13. An endograft according to claim 2 further comprising a stent disposed coaxially with said sleeve for support thereof.
14. An endograft according to claim 13 further comprising another pressure sensor fixedly joined to said stent.
15. An endograft according to claim 14 wherein said stent includes a mesh of interconnected wires, and said stent pressure sensor is locally joined to at least one of said wires.
16. An endograft according to claim 15 wherein a plurality of said wires are cut and bent to trap said stent pressure sensor to uncut ones of said wires.
17. An endograft according to claim 1 5 further comprising a perforate box fixedly joined to said one stent wire, and said stent pressure sensor is trapped inside said box.

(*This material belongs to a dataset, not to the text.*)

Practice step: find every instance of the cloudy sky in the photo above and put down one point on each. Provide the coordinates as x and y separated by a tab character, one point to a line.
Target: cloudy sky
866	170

18. A method for using said endograft according to claim 6 to detect leakage therearound comprising: implanting said endograft inside a body vessel having an aneurysm sac, with opposite ends of said endograft contacting inner surfaces of said vessel at opposite ends of said sac; using said first pressure sensor to detect external pressure outside said endograft and inside said sac; using said second pressure sensor to detect internal pressure inside said endograft; and comparing said external and internal pressures to detect leakage.
19. A method according to claim 18 further comprising comparing mean components of said external and internal pressures to detect said leakage.
20. A method according to claim 18 further comprising comparing frequency spectra corresponding with pulsatile components of said external and internal pressures to detect said leakage.
21 . A method according to claim 19 further comprising determining attenuation of said pulsatile components and cutoff frequency therefrom to detect said leakage.
22. A method of implanting said endograft according to claim 8 comprising: expanding said endograft using a balloon catheter inside a body vessel to bridge an aneurysm sac therein; monitoring clamping pressure of engagement of said endograft with said vessel using said pressure sensors at opposite ends of said sleeve; and terminating said endograft expansion at a suitable value of monitored clamping pressure.